# OpenAlex Cited References
### Adapted from: https://github.com/eschares/OpenAlex-CitedReferences/tree/main with thanks to Eric Schares, Iowa State University; [eschares.github.io](eschares.github.io) and Sandra Mierz; [https://github.com/smierz](https://github.com/smierz) 
---

In [6]:
# needed dependencies
import requests
import pandas as pd
import pyarrow

Create API query

In [7]:
filtered_works_url = "https://api.openalex.org/works?page=1&filter=title_and_abstract.search:sonification+OR+%22auditory+display%22,keywords.id:sonification,keywords.id:auditory-display&sort=relevance_score:desc&per_page=10&mailto=ui@openalex.org"

In [8]:
def get_metadata_using_cursor_paging(openalex_url):
    session = requests.Session()

    # url with a placeholder for cursor
    openalex_url_with_cursor = openalex_url + '&per_page=200&cursor={}'

    # loop through pages
    cursor = '*'
    while cursor:
        # set cursor value and request page from OpenAlex
        url = openalex_url_with_cursor.format(cursor)
        print(url)
        page_with_results = session.get(url).json()

        # update cursor to meta.next_cursor
        cursor = page_with_results['meta']['next_cursor']
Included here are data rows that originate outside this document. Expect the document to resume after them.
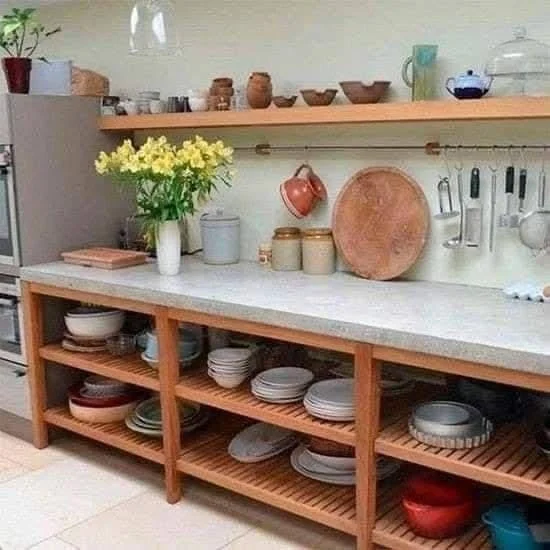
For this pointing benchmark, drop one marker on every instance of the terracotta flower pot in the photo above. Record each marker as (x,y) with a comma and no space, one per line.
(18,74)
(303,191)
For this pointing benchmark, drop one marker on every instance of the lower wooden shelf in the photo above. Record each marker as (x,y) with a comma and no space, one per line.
(196,385)
(392,531)
(117,435)
(273,482)
(511,460)
(130,369)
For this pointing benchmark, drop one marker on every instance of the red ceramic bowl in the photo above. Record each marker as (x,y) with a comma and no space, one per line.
(438,506)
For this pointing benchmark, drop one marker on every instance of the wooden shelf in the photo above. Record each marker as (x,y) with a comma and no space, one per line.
(196,385)
(511,460)
(392,531)
(117,435)
(506,108)
(272,481)
(130,369)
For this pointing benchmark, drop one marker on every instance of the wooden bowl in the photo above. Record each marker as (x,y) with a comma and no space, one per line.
(357,92)
(284,101)
(315,98)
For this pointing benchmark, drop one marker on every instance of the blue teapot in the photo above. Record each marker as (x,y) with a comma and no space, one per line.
(468,86)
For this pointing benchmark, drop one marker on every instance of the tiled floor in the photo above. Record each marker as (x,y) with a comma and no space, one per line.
(76,494)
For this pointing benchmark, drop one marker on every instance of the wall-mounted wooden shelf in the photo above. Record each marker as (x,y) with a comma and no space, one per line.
(509,108)
(130,369)
(196,385)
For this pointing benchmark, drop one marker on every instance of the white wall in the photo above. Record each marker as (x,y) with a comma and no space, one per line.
(318,43)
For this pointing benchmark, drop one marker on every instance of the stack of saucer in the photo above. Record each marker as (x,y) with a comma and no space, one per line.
(282,384)
(331,400)
(230,367)
(146,418)
(260,442)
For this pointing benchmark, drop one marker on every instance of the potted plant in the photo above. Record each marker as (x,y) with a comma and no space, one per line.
(20,36)
(170,182)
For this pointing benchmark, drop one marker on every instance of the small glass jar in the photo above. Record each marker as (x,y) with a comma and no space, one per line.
(287,249)
(318,252)
(264,254)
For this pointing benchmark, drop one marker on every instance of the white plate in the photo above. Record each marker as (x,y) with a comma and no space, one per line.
(335,480)
(285,377)
(338,392)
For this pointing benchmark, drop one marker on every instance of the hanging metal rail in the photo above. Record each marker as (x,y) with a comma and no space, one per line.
(431,148)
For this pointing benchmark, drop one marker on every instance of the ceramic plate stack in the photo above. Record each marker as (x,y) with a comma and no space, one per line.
(146,418)
(260,442)
(230,367)
(282,384)
(331,400)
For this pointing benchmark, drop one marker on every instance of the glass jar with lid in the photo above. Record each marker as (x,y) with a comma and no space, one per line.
(286,249)
(318,252)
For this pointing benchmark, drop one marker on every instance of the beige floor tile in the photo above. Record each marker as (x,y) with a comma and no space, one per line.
(44,502)
(53,544)
(147,522)
(9,470)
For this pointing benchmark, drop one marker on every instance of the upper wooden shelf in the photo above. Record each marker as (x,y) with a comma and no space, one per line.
(509,108)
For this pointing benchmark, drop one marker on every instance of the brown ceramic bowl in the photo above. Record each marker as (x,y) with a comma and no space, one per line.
(284,101)
(357,92)
(315,98)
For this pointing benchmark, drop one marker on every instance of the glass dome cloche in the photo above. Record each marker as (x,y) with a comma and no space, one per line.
(521,59)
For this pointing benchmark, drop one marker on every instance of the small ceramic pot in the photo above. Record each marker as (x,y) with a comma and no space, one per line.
(303,191)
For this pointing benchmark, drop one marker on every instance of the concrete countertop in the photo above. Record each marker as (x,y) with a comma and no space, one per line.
(461,322)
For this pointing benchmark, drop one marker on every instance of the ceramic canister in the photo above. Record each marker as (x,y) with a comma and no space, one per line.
(286,253)
(221,238)
(318,252)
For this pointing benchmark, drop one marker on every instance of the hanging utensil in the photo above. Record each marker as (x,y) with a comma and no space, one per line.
(534,228)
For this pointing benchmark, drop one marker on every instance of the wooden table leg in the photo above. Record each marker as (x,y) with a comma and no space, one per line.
(367,400)
(167,331)
(34,339)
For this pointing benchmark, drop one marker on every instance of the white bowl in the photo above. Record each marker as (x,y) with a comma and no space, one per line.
(101,415)
(95,326)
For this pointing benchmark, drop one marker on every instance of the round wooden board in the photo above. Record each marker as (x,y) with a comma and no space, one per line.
(380,222)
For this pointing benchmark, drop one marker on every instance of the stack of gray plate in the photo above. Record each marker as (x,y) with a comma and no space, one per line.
(331,400)
(450,425)
(282,384)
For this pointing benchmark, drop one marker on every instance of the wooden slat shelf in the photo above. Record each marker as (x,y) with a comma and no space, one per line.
(392,531)
(117,434)
(272,481)
(130,369)
(196,385)
(505,108)
(510,461)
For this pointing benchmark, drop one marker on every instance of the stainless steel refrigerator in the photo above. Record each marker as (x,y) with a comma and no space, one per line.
(51,200)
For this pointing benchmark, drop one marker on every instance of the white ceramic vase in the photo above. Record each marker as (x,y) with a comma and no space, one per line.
(169,247)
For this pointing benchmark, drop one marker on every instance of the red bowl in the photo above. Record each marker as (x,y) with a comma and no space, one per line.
(439,506)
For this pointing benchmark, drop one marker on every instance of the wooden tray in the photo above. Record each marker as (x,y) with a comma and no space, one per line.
(105,258)
(380,222)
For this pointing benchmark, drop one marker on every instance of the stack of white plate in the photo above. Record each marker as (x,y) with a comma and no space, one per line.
(282,384)
(260,442)
(331,400)
(230,367)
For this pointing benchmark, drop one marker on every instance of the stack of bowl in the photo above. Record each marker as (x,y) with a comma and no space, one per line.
(221,93)
(88,328)
(101,400)
(259,90)
(230,367)
(144,99)
(189,348)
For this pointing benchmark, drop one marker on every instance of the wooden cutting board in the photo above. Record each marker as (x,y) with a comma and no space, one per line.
(380,222)
(105,258)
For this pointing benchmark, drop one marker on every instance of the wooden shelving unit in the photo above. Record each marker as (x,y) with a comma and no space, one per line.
(116,435)
(196,385)
(511,460)
(132,369)
(506,108)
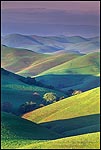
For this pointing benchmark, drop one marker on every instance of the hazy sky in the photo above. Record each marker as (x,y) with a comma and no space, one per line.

        # return page results to user to process
        results = page_with_results['results']
        yield results

In [9]:
def extract_selected_fields(openalex_work):
    return (  openalex_work['id'],
              openalex_work['doi'],
              openalex_work['publication_year'],
              openalex_work['title'],
              openalex_work['host_venue']['display_name'],
              openalex_work['host_venue']['publisher'],
              openalex_work['host_venue']['issn_l'],
              len(openalex_work['referenced_works'])
            )

In [10]:
def extract_references(work):
    return [(work['id'], ref) for ref in work['referenced_works']]

In [None]:
data_folder = '../files/ISU_2021_fullyear'

def store_in_file(data, column_names, filename):
    data_in_df = pd.DataFrame(data, columns=column_names)
    if filename.endswith("csv"):
        data_in_df.to_csv(filename, index=False)
    else:
        data_in_df.to_parquet(filename)